The problem was always that the FT’s best blog — representing a large chunk of its most valuable and highbrow content — was its Alphaville flagship, which consistently fought tooth and nail to remain free. Alphaville is incredibly good at reaching the leaders, especially in the US, that the FT desperately wants to reach even if it can’t persuade them to buy a subscription. And with Alphaville free, it was hard to put the FT’s other blogs behind the paywall.

So 2011 came without any new paywalled blogs, and then 2012. Finally, today, in a comment, Alphaville’s Lisa Pollack has announced the FT’s retreat from the whole idea. “The Powers hath spoken,” she writes: “Money Supply will be made consistent with the rest of FT blogs.” Which means that it will be free, at least in monetary terms.

There’s a quid pro quo, though: if you’re not paying in money, you’re going to pay in terms of personal information. From November 19, all FT blogs, including Alphaville, will reside behind the FT’s registration firewall: if you haven’t registered, you can’t get through. The idea is that if the FT knows who you are, it can target its ads better, and get more money for them.

The registration-wall compromise is an interesting one, and seems to be happening with much less fanfare than we heard in 2010, when the paywall went up. If the FT wanted, it could paint this as part of what you might call a ziggurat model: the first couple of articles you read each month are completely free, and then there’s a blog layer which is free with registration, and then there’s a newsier layer which costs a certain amount of money, and then there’s the Lex layer on top of that, which costs even more, all the way up through the high-dollar newsletters and even the subscriptions to services like Medley.

But it’s hard to square a rich free-with-registration layer with the FT’s stated philosophy that if its content is of value, then it should not be free. There are basically two choices here, both unpalatable to the FT. One is that the blog layer effectively institutionalizes the FT’s blogs as a kind of ghetto, and implies that the content on the FT’s blogs is somehow less valuable than the rest of the FT’s content. Alternatively, and more worryingly for the FT’s model, it implies that genuinely web-native content, with links and comments and interaction and everything else we’ve come to love over the past decade or so, is almost impossible to pull off behind a paywall, and that if and when all FT journalism starts embracing such methods, the newspaper’s model is going to run into serious difficulty.

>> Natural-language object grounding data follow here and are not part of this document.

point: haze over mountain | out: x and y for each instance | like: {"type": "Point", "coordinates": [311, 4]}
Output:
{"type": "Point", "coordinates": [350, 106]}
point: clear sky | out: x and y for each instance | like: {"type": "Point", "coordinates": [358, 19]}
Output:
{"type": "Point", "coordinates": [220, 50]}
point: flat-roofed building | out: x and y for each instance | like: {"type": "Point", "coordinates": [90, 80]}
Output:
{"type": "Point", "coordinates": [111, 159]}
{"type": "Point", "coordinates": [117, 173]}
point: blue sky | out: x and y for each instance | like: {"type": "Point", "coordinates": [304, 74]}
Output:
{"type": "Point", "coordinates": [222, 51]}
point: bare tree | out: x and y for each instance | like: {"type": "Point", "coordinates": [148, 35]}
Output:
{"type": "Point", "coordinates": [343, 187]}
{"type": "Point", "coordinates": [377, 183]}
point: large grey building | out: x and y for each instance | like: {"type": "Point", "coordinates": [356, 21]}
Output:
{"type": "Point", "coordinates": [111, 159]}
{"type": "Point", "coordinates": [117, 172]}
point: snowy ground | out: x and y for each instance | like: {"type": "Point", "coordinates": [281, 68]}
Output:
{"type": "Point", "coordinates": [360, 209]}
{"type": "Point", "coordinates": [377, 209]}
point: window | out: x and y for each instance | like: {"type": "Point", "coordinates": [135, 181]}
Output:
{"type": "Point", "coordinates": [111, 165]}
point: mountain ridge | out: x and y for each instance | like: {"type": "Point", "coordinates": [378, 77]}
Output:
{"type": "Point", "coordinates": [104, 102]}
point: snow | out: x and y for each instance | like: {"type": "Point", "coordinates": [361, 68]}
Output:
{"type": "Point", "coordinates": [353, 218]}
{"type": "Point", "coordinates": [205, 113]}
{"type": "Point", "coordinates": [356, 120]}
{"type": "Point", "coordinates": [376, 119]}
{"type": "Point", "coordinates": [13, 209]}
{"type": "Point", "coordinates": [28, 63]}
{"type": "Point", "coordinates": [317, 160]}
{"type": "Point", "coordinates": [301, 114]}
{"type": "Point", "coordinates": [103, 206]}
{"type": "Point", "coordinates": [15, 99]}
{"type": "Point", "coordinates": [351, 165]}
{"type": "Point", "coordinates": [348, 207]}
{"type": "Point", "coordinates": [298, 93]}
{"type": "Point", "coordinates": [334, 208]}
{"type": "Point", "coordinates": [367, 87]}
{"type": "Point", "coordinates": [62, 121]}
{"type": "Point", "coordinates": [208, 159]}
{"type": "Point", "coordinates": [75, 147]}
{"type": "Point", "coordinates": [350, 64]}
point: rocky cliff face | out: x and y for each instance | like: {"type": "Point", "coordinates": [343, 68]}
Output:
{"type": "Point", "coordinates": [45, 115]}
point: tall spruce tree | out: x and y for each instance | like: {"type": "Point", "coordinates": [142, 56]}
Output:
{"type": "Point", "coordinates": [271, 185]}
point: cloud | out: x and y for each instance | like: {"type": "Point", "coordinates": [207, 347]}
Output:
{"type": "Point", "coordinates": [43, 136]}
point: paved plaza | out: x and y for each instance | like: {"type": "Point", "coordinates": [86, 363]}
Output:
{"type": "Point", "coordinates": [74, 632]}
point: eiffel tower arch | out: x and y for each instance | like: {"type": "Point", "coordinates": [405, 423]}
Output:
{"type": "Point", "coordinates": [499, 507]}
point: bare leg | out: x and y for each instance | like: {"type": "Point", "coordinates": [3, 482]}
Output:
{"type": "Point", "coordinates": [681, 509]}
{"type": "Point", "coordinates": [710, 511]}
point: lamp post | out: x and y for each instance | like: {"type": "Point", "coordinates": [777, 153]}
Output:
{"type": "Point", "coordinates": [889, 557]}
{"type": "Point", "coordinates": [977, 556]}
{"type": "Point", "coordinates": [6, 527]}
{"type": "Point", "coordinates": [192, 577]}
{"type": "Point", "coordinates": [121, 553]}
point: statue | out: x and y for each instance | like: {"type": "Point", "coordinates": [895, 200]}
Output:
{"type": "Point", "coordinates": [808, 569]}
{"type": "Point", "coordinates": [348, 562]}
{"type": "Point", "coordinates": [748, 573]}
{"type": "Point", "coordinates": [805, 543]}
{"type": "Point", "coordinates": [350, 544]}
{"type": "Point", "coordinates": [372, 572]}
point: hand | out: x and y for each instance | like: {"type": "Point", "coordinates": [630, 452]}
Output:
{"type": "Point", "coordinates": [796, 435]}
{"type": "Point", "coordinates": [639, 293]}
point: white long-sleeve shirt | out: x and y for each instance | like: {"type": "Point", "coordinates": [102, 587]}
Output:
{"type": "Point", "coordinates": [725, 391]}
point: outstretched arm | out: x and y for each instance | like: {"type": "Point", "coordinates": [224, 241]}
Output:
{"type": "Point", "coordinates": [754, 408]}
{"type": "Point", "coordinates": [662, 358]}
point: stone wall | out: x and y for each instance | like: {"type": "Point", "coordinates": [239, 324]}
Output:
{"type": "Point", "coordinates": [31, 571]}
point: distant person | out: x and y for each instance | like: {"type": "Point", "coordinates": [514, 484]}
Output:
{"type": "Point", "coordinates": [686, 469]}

My view is that both are true — at least so long as the FT refuses to follow the NYT and allow free access to people following links from social media or other websites. As long as millions of people hit the FT’s paywall every month, it’s basically turning away the very readers it should be attracting — including, incidentally, a lot of subscribers who get perennially annoyed when they too hit the paywall. The world of online information is becoming fragmented by social media, and people simply don’t read the FT the way that the FT wants them to read the FT: by navigating to the home page and then reading through stories which interest them. They want to talk about stories with their peer groups, and there are very, very few people out there who can comfortably assume that most of their peer group has an FT subscription.

So there’s a big long-term external problem with the way the FT’s paywall is set up — and it helps to create an internal problem, too. So long as the news side rather than the blog side is the part of the business which is bringing in subscription revenue, the FT will overvalue the news side and undervalue the blog side — no matter how important or valuable the journalism produced by the blog side. The result is bloggers who feel underappreciated, and who get the clear message that they should move over to the less web-native news side if they want to climb the FT career ladder.

All that said, it’s still good news that the FT has finally decided to retreat from its decision to paywall its blogs — a decision which was always born more out of ideology than of practicality. I just wonder what’s going to happen if and when the rest of its news hole becomes bloggier, as is happening at all major news organizations.